The result became jewellery that can be worn by anyone. My group of friends are world travellers, people who appreciate fashion, jewellery, design, art and literature in an independent way. They aren’t led by trends. Instead, they are attracted to things that speak to their identity and have a positive impact on the planet. Their choices reflect their ethics and they dress for themselves, to make themselves feel good and to satisfy their own mood. Their style is entirely personal and speaks to their hard-working, go-getting and passionate personalities!

Women celebrating other women is central to the Tabayer philosophy and, needless to say, I love meeting our growing community of Tabayer women. I am also delighted to be getting to know the Tabayer man, who is attracted to our brand for all the same reasons.

What is the best advice you’ve been given?

There are many different answers to this question, but I would say the best and most enduring is, “whatever you do, give it 100%”. With this approach, you always know you have done your very best and the rest is up to serendipity to decide.
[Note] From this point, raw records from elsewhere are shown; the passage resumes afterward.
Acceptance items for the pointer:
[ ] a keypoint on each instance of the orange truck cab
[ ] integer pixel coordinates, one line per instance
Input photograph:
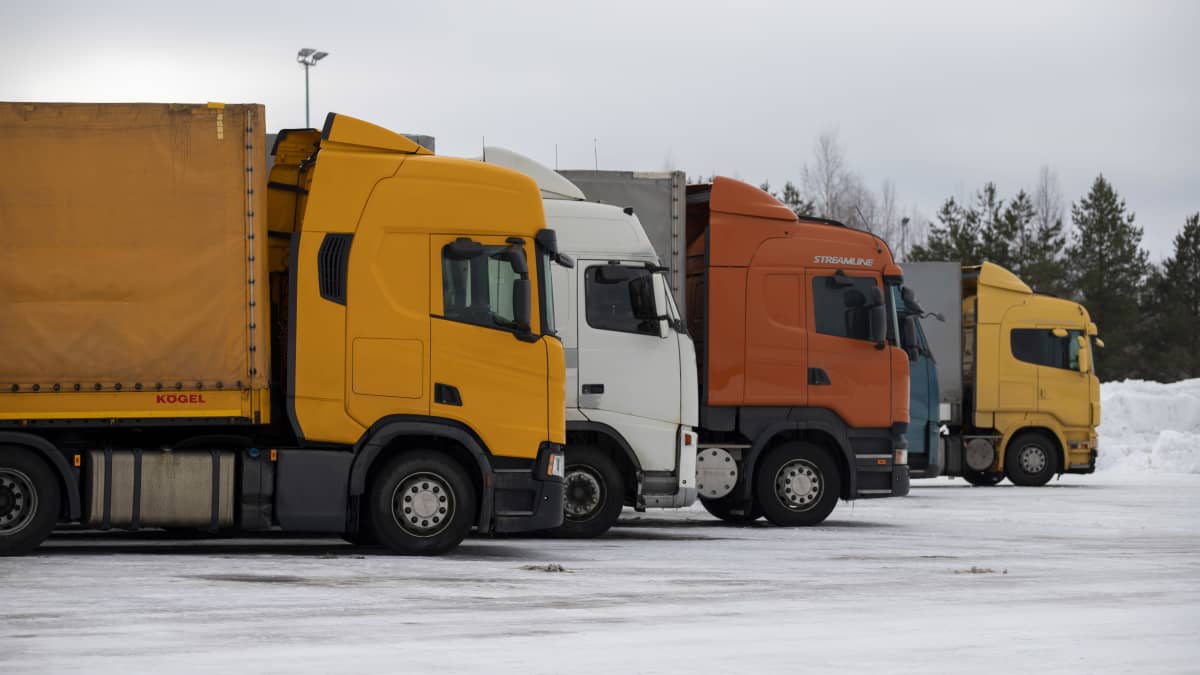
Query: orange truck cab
(803, 384)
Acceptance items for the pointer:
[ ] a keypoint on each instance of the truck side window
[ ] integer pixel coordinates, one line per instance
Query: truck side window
(479, 290)
(1041, 347)
(839, 306)
(621, 298)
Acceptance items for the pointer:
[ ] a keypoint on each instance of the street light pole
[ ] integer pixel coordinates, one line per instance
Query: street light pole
(309, 58)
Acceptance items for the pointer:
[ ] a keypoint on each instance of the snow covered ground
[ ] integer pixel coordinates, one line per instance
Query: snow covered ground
(1089, 574)
(1149, 426)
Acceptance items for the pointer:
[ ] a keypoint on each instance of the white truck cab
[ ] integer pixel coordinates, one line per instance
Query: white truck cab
(631, 386)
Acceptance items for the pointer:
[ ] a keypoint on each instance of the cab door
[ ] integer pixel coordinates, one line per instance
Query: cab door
(847, 372)
(1063, 392)
(485, 371)
(923, 406)
(629, 362)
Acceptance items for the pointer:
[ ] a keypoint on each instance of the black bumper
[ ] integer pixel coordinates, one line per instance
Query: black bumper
(1089, 469)
(525, 496)
(877, 476)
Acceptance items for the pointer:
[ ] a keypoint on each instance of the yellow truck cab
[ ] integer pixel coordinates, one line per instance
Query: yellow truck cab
(361, 344)
(1019, 392)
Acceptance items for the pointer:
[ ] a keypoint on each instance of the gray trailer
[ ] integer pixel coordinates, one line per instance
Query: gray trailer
(939, 287)
(660, 202)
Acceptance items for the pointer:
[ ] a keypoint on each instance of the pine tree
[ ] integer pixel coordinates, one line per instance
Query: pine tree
(1042, 245)
(1110, 266)
(1180, 297)
(795, 201)
(997, 234)
(957, 237)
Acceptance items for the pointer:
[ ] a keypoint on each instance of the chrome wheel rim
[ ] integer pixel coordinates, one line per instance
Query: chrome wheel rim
(18, 501)
(1033, 459)
(423, 505)
(582, 493)
(798, 484)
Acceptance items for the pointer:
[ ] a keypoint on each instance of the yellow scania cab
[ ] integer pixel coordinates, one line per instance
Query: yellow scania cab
(359, 344)
(1015, 378)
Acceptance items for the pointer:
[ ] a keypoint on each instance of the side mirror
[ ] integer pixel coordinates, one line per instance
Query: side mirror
(547, 239)
(660, 305)
(910, 302)
(909, 336)
(877, 317)
(521, 304)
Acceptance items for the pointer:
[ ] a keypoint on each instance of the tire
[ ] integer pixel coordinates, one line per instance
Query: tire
(30, 500)
(593, 493)
(797, 484)
(439, 499)
(724, 508)
(983, 478)
(1030, 460)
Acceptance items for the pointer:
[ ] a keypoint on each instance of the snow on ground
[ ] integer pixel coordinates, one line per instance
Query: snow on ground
(1150, 426)
(1089, 574)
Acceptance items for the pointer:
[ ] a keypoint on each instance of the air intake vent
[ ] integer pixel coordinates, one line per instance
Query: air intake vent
(333, 261)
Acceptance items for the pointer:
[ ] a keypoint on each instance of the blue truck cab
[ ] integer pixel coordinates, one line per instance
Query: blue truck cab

How did you navigate the pandemic? 

Without a doubt, having a great team was key. We faced our challenges both personally and as a professional group of people, but nothing was so difficult that we couldn’t overcome it together and of course, there were a lot of Zoom meetings.

The key thing for me was that in the beginning of the pandemic I couldn’t be at our factory in Italy all the time and our lead time also became longer. But, on the positive side, the pause and the slower pace gave us the time to work thoroughly to ensure our business is built on strong foundations and it was this that allowed us to be agile and reactive to the changing environment.

Our philosophy of protection and prioritising people and the planet helped us to keep the bigger picture in perspective.

Who would you like to collaborate with?

We are still a young brand, and we are really enjoying exploring what we can achieve and bring to the table from our own studio. When I think of dream collaborators though, it reads much like my dream dinner party guestlist that is comprised of the sculptors our Oera collection is inspired by.

I would love to break bread with Isamu Noguchi and Alexander Archipenko; it would have been a dream to collaborate with these masters of their art.